Satellite imagery analysis of graveyards in the southern province of Aden, where Covid-19 appears to have hit hardest, suggests otherwise. A study from the London School of Hygiene & Tropical Medicine found that the number of new burials in the area had nearly doubled since the first case of Covid-19 was confirmed in April, and there have been 2,100 excess deaths, against an expected baseline of about 1,300 by the end of September.

Yemen map

Analysis by the medical charity MedGlobal published in July found that at least 97 Yemeni healthcare workers had already died of the disease, suggesting that the true caseload and mortality figure is far higher than recorded.

For now, the peak of the coronavirus pandemic in Yemen – or at least, its first wave – appears to have subsided, allowing healthcare workers to focus on the country’s other urgent health crises.

Adyo has taken healthcare provision for Shabwa out of the weak and largely exiled central government’s hands, funding most of the operational costs at Ataq general and spending $2m on a new hospital complex near the Covid-19 centre.

Work began on the site in 1994 but the facility was never finished as funding dried up or was siphoned off by corrupt officials. In 2015 the empty building was taken over as a base by the Houthis, leading the Saudi-led coalition to bomb it.

A soldier guards a delegation of foreign journalists at a hospital under construction in Ataq. Photograph: Sam Tarling/Sana'a Centre/The Guardian
Contractors install ceiling panels at a hospital under construction in Ataq. Photograph: Sam Tarling/Sana'a Centre/The Guardian

Five years later it has been fully repaired, and construction workers are installing central air conditioning and lighting systems.

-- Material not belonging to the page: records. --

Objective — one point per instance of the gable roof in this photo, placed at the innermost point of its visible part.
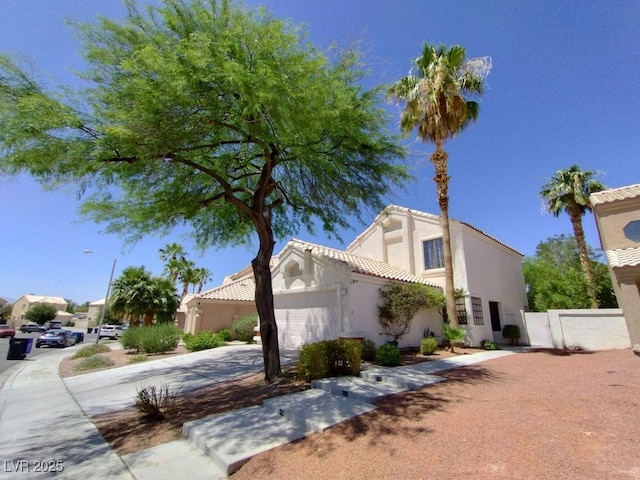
(243, 289)
(357, 264)
(615, 194)
(429, 216)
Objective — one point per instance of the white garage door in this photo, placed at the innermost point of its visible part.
(306, 317)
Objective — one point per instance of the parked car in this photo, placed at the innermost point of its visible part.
(56, 338)
(110, 331)
(7, 331)
(31, 327)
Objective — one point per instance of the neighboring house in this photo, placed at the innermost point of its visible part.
(219, 307)
(322, 293)
(26, 302)
(489, 272)
(617, 213)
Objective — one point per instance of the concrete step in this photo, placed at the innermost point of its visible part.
(315, 410)
(357, 388)
(230, 439)
(407, 378)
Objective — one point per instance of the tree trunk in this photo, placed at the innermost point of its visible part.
(439, 160)
(583, 253)
(264, 302)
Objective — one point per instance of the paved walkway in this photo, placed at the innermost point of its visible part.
(45, 427)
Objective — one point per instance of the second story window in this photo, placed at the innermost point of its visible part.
(433, 254)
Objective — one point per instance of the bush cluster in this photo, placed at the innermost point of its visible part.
(203, 340)
(243, 327)
(330, 358)
(389, 355)
(428, 346)
(159, 338)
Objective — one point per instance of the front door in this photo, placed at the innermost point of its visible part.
(494, 311)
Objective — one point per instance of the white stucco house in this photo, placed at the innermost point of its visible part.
(324, 293)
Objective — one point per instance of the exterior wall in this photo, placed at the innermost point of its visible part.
(590, 330)
(364, 297)
(214, 315)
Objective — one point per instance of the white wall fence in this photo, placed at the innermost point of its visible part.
(598, 329)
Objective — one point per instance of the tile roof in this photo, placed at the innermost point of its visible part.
(627, 257)
(615, 194)
(243, 289)
(430, 216)
(358, 264)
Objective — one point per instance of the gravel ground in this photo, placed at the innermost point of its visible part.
(534, 415)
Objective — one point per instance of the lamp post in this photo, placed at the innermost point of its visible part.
(104, 307)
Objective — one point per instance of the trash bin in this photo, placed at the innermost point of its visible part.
(17, 348)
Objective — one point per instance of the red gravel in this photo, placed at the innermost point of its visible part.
(534, 415)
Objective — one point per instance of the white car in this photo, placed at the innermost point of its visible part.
(110, 331)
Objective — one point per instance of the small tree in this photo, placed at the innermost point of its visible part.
(41, 313)
(400, 302)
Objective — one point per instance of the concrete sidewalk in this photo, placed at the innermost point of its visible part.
(45, 426)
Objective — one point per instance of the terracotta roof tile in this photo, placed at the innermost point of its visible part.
(627, 257)
(243, 289)
(615, 194)
(358, 264)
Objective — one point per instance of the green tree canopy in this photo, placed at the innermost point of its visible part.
(199, 113)
(555, 279)
(41, 313)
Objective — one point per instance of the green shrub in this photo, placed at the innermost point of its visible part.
(243, 327)
(159, 338)
(93, 362)
(512, 333)
(157, 402)
(202, 341)
(488, 345)
(227, 335)
(312, 361)
(368, 350)
(388, 355)
(131, 338)
(428, 346)
(90, 350)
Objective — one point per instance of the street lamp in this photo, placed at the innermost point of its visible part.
(104, 307)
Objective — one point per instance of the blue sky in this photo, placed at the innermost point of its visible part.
(563, 89)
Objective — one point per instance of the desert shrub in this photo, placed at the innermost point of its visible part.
(91, 350)
(243, 327)
(368, 350)
(131, 338)
(202, 341)
(93, 362)
(156, 402)
(388, 355)
(512, 333)
(488, 345)
(159, 338)
(312, 361)
(227, 335)
(428, 345)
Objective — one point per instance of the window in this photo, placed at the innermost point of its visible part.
(433, 254)
(476, 306)
(461, 311)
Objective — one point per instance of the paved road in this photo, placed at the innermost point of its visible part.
(4, 348)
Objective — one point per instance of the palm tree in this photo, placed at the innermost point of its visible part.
(173, 255)
(569, 190)
(438, 103)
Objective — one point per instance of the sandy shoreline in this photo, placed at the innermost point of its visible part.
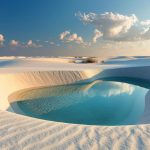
(30, 133)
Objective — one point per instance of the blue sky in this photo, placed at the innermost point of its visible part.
(33, 27)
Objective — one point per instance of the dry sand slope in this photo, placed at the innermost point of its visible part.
(19, 132)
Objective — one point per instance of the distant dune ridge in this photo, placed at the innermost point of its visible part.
(21, 132)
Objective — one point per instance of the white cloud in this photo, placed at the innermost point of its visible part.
(14, 43)
(32, 45)
(145, 23)
(64, 34)
(110, 24)
(74, 37)
(97, 34)
(1, 39)
(67, 37)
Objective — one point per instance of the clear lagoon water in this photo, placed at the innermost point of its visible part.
(97, 103)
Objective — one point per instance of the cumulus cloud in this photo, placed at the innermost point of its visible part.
(31, 44)
(1, 39)
(68, 37)
(64, 34)
(110, 24)
(117, 27)
(14, 43)
(97, 34)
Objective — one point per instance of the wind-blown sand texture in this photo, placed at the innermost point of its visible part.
(22, 132)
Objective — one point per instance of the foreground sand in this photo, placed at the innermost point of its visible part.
(20, 132)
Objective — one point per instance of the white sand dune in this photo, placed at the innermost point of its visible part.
(20, 132)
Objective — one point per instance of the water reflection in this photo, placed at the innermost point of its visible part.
(100, 103)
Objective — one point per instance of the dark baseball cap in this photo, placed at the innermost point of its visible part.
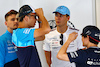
(92, 31)
(62, 10)
(25, 9)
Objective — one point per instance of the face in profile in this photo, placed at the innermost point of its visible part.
(12, 22)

Empty corridors smelling of fresh paint await medical equipment that international charities such as Médecins Sans Frontières have promised to help provide.

The new facility should have 240 beds, compared with 140 at Ataq general, and will boast dedicated maternity, cardiac and infectious disease wards. A powerful new generator system should keep the electricity on for 24 hours a day, allowing monitors and ventilators to function without interruption.

Local authorities hope the hospital will come online in early 2021, although many obstacles still stand in the way. Well-trained staff, functioning equipment and supplies of medicine are never guaranteed, even in parts of the country like Shabwa not subject to the Saudi blockade.

“I lost a little boy last week to dengue fever because we had no anti-toxins to give him. I called every hospital in the south but no one had any. Maybe he could have lived,” says the head of paediatrics, Dr Saleh al-Khamsi. “Even if the war ends, I worry that we have already lost a generation.”